Une attaque contre la science

Ce décret anti-immigration est profondément nocif pour les échanges et les progrès scientifiques aux États-Unis et probablement dans le monde entier, et pas uniquement parce qu’il est sans doute basé sur des données erronées. Mais la philosophie et celle de l’administration Trump qui le sous-tend fait peser une menace plus grande encore.

Si le terme « fait alternatifs », utilisé pour légitimer des contre-vérités, est un excellent sujet pour des billets humoristiques, l’idéologie sous-jacente est, elle, loin d’être amusante.

D’un point de vue scientifique, tout cela est tragique. La science est précisément le processus consistant à générer des faits – ce que nous appelons des « données ». En science, il n’y a pas de « faits alternatifs ». Il peut y avoir des interprétations différentes d’un même fait, mais pas de faits alternatifs.

Sans confiance dans les faits, il ne peut y avoir de débat significatif sur l’interprétation des résultats et donc, pas de progrès. C’est un fait que la planète se réchauffe. C’est un fait que l’activité humaine contribue de manière significative à ce réchauffement. Les scientifiques peuvent débattre sur la façon d’appréhender ces changements et sur le modèle qui prédit le mieux les effets futurs. En revanche, ils ne sont pas en désaccord sur les faits.

La science est bien plus que l’accumulation de données. Le processus d’analyse et de discussion à partir des données en fait partie intégrante. Un processus permettant une pensée rationnelle, l’ouverture du débat et l’évolution de la compréhension des choses, et non la mise en avant de préférences personnelles, de partis pris individuels et de positionnements idéologiques.
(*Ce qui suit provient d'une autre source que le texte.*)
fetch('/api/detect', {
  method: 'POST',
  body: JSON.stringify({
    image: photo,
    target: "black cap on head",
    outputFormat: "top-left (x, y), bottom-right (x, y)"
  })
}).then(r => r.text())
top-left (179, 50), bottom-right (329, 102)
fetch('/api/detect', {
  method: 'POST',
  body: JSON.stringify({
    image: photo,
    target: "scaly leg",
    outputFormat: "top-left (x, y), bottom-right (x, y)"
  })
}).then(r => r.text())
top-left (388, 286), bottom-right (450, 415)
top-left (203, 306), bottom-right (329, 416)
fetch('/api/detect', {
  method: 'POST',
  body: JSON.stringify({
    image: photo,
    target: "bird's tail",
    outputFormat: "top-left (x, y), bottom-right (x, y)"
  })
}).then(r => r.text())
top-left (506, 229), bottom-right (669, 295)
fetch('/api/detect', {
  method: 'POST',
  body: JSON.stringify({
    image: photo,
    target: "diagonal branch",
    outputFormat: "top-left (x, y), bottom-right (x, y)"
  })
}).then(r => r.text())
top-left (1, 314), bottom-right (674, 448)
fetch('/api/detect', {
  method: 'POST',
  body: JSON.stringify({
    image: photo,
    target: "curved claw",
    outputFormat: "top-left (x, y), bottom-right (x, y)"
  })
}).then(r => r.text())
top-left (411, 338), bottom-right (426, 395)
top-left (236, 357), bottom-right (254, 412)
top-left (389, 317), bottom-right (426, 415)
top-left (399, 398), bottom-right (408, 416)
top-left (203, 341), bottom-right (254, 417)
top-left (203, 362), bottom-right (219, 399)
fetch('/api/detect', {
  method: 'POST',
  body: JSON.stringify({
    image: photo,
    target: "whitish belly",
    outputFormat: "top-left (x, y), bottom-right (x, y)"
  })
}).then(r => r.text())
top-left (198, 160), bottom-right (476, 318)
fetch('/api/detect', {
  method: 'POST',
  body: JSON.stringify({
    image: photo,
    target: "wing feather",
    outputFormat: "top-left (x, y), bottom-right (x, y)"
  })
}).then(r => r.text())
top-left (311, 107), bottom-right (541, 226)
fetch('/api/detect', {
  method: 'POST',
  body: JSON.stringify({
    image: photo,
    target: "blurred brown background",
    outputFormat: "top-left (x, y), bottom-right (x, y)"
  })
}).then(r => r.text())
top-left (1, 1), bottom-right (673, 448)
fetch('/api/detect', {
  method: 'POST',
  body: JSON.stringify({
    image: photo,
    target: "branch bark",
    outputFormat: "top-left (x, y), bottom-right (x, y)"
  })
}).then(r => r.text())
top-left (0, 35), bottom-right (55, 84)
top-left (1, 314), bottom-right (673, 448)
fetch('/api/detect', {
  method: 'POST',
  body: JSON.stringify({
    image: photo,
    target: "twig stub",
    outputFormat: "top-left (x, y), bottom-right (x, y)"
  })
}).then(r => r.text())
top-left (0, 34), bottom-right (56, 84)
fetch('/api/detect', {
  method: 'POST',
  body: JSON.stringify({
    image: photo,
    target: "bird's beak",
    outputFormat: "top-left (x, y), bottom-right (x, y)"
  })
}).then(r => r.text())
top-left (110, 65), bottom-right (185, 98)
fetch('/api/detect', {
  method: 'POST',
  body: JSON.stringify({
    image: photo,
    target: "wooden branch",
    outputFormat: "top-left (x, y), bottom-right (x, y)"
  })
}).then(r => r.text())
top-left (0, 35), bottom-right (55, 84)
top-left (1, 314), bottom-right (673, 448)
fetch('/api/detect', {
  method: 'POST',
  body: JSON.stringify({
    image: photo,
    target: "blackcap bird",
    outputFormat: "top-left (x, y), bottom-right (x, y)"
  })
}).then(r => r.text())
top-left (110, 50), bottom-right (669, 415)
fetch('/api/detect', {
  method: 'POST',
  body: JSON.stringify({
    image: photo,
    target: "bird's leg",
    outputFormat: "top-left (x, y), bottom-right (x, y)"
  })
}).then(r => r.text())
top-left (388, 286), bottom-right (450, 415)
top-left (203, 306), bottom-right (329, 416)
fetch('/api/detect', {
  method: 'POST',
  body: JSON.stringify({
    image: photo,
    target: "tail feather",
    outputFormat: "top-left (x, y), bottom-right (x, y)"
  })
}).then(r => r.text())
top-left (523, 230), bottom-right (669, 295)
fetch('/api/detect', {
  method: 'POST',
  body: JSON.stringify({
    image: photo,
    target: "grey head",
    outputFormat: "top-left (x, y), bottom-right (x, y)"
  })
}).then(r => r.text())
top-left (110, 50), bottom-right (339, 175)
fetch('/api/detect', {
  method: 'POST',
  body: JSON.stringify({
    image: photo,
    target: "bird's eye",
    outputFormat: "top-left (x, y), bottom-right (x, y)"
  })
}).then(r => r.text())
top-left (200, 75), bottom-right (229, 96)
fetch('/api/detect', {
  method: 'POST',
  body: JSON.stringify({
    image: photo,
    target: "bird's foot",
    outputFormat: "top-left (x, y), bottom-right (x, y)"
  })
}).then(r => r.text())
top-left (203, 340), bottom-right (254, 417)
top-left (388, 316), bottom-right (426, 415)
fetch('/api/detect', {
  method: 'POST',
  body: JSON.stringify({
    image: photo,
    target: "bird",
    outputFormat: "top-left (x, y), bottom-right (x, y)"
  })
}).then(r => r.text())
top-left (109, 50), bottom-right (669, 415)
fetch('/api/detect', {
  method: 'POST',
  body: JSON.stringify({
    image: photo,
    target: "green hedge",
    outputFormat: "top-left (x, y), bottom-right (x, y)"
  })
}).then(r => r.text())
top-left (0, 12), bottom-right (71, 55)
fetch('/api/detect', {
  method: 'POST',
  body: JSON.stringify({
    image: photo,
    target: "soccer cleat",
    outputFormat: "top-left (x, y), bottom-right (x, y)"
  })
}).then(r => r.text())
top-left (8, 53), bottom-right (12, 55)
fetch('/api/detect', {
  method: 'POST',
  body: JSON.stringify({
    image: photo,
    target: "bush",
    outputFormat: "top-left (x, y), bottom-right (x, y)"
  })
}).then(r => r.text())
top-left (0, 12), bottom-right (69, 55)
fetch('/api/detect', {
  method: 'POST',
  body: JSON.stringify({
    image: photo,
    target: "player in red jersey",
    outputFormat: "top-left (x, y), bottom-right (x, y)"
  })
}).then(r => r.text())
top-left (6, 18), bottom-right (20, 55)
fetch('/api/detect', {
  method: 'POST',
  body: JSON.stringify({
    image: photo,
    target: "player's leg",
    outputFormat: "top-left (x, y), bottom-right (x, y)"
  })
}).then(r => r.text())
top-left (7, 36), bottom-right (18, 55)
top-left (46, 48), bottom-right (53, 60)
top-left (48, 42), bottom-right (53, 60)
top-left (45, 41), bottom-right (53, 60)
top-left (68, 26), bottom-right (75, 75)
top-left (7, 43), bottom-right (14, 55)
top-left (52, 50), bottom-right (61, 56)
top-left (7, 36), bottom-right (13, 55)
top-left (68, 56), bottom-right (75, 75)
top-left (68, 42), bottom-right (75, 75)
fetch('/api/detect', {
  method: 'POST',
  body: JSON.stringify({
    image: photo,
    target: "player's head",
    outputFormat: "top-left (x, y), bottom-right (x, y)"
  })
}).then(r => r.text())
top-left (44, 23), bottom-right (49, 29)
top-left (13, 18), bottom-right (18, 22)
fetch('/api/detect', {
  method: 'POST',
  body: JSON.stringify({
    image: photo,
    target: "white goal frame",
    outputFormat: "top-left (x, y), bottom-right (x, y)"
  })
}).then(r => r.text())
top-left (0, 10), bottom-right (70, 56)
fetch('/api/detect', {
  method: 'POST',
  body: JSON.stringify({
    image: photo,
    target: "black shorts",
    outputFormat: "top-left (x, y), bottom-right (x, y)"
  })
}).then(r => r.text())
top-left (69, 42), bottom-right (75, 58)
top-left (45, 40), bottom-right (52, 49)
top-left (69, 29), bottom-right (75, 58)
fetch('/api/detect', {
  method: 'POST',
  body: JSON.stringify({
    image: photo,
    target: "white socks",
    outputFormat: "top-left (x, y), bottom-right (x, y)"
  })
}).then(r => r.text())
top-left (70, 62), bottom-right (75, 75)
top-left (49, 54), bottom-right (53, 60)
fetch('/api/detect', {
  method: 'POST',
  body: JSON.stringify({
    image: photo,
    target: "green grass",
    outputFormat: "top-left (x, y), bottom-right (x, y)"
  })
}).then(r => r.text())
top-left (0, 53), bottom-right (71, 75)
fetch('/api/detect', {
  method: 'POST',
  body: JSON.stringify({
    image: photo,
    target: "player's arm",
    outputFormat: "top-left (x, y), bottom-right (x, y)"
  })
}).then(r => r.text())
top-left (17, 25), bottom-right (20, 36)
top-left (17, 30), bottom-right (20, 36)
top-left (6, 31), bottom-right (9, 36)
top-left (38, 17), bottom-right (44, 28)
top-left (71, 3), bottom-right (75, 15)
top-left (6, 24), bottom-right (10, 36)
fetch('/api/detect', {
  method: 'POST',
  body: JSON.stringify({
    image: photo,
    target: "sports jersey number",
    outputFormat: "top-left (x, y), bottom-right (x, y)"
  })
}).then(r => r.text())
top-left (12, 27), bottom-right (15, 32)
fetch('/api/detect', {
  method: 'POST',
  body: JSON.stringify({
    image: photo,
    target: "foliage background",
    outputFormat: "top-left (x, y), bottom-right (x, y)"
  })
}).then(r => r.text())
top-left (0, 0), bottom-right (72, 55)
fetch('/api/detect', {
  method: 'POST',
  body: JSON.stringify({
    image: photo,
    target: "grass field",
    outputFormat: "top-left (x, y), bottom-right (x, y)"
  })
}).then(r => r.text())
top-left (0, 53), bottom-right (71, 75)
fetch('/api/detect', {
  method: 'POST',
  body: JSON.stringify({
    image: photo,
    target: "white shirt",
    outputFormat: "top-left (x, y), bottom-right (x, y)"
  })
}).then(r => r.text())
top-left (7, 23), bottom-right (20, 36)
Et ce n’est pas le monopole des gens en blouse blanche, qui utilisent un langage bizarre et boivent trop de café. La science est la prérogative de toutes les personnes sur cette planète. Elle soutient la liberté d’exploration, le respect pour le débat constructif et la reconnaissance d’une idée supérieure basée sur des preuves.

C’est ce que l’attitude et les mots de l’actuelle administration américaine cherchent à discréditer.

L’interdiction de voyages imposée à certains par l’administration américaine n’est qu’un symptôme d’une attaque plus large et plus dangereuse des valeurs fondamentales de la pensée rationnelle, de la formation d’opinions basées sur des preuves et de débats productifs.

Il est particulièrement ironique que nous soyons témoins d’attaques envers des faits et des populations provenant du Moyen-Orient et d’Afrique du Nord, quand le père de la méthode scientifique n’est autre que le grand scientifique et mathématicien Ibn Al-Haytham, originaire d’une région correspondant à l’Irak actuel.

Ce n’est pas non plus une coïncidence que cette attaque compte parmi ses victimes les médias et l’autorité judiciaire.

Les valeurs mentionnées plus haut sont fondamentales pour la recherche scientifique. Elles font également partie intégrante de la démocratie d’aujourd’hui, du respect de la dignité humaine et de l’égalité. En tant que telles, elles doivent être défendues par nous tous et plus particulièrement, par les scientifiques.